As of August 1st, 2005, the statute of the state of Minnesota requires the Department of Public Safety to have public criminal records available online for any citizen who wants to look them up. The records are available at the Computerized Criminal History System (CCH), a part of the website of the Minnesota Bureau of Criminal Apprehension (BCA).
However, the access to these records is not complete. By default, the records are limited to all adult misdemeanors, felonies and convictions less than fifteen years old. If any individual wants to look up any complete record, they must produce a BCA Informed Consent Form, signed by the subject of the report. This report would be delivered via mail at a cost of fifteen dollars. If anyone wants to request their own complete record, they can get it, delivered via mail, for eight dollars. The CCH has a separate search engine for the records of crimes related to the manufacture or distribution of methamphetamine, which is available at https://mor.state.mn.us/MorOffenderSearch.aspx.
The Minnesota Department of Corrections (DOC) offers a different way of looking up criminal records. In their website, it's possible to look up their databases of people related to their organisation through their various search engines. This databases are accessible online. This website gives access to the following information:
- Level 3 Predatory Offender Search engine. Here, it's possible to look for level 3 predatory offenders with high risk of re-offending- by name, city, county or even ZIP code.
- Offender Locator. This options allows the user to look up all the offenders who have been committed to the DOC, and are still under their supervision, including those who are currently incarcerated and those who have been released under supervision.

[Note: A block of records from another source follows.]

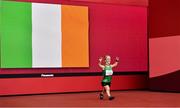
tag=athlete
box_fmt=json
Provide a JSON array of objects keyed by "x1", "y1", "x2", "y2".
[{"x1": 98, "y1": 55, "x2": 119, "y2": 100}]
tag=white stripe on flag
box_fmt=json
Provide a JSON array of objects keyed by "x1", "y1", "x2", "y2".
[{"x1": 32, "y1": 3, "x2": 62, "y2": 67}]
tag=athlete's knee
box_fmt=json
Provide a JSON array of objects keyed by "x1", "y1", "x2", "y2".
[{"x1": 105, "y1": 86, "x2": 110, "y2": 91}]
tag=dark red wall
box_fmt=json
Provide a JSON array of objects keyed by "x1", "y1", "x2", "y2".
[
  {"x1": 149, "y1": 0, "x2": 180, "y2": 92},
  {"x1": 0, "y1": 0, "x2": 148, "y2": 95},
  {"x1": 149, "y1": 0, "x2": 180, "y2": 38}
]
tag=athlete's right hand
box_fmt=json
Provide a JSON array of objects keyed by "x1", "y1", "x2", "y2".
[{"x1": 99, "y1": 57, "x2": 103, "y2": 62}]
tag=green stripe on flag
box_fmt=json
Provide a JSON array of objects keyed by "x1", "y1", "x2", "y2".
[
  {"x1": 0, "y1": 0, "x2": 2, "y2": 68},
  {"x1": 1, "y1": 1, "x2": 32, "y2": 68}
]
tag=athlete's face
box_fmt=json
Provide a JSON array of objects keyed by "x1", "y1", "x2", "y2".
[{"x1": 105, "y1": 56, "x2": 111, "y2": 65}]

- Active DOC fugitives. This is quite a straight forward database, a collection of pictures of fugitives, with links to their records.
The DOC website also links to the CCH search engine, making it easier to perform background checks and to contrast the information contained in both databases.

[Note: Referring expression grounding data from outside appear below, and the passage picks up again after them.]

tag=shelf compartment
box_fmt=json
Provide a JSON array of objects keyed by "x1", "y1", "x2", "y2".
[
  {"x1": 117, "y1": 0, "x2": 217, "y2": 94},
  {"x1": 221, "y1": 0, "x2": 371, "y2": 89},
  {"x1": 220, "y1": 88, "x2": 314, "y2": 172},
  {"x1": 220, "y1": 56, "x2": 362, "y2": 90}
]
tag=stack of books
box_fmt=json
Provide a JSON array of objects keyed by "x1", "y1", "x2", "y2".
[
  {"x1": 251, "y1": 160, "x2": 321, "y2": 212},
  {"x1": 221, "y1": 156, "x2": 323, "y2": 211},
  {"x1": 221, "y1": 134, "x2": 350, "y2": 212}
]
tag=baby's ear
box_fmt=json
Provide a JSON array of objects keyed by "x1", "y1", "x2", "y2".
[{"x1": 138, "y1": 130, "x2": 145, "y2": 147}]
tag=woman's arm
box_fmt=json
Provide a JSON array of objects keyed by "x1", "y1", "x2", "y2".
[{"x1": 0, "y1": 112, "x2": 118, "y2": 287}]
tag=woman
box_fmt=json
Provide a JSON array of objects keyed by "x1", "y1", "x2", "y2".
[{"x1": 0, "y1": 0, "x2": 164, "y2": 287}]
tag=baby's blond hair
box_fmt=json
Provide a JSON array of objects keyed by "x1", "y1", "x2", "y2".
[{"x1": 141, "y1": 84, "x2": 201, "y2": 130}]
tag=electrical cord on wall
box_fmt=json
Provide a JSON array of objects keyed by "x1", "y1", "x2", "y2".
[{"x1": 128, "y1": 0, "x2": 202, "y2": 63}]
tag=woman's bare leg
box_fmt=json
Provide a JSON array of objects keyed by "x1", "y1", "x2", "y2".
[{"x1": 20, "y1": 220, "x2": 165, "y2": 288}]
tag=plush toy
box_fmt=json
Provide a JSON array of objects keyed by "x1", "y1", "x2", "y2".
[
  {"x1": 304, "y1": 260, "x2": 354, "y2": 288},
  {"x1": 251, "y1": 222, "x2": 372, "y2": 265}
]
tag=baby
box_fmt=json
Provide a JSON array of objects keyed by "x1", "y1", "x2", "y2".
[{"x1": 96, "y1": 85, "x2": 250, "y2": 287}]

If anyone is looking for information on the sex offender registry, the US Department of Justice's National Sex Offender Public Website (NSOPW) has a powerful search engine that allows the user to look up the sex offender registry database. The main problem with this search engine is that, in order to perform any kind of search, it requires the first name and last name of the alleged offender, which usually makes it really hard to perform the necessary research.

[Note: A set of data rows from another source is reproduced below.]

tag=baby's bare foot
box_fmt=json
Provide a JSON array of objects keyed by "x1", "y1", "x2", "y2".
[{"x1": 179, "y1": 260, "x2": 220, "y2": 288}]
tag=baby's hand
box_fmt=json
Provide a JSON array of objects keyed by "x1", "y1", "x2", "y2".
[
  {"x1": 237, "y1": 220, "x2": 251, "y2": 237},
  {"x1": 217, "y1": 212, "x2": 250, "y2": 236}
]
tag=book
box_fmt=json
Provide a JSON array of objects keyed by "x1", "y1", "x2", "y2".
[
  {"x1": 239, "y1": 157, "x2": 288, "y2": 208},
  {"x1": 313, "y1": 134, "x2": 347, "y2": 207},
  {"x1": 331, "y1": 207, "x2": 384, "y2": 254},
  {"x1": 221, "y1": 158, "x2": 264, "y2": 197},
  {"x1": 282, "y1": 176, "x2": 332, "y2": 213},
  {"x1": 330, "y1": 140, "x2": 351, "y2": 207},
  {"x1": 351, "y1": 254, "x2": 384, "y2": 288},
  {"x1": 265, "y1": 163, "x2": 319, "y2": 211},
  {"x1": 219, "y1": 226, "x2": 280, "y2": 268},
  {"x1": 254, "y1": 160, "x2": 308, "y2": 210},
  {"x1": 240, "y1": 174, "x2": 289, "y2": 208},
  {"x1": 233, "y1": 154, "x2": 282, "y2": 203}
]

Both the CCH and the DOC databases and search engines provide with extremely useful and personal information. These criminal records can be an extremely useful tool, but they must be used with some degree of intelligence and sensibility. As the CCH's website clearly states, if the criminal record is used to perform a background check on an applicant for a job, it is mandatory to inform the candidate that the background check is being performed through the CCH.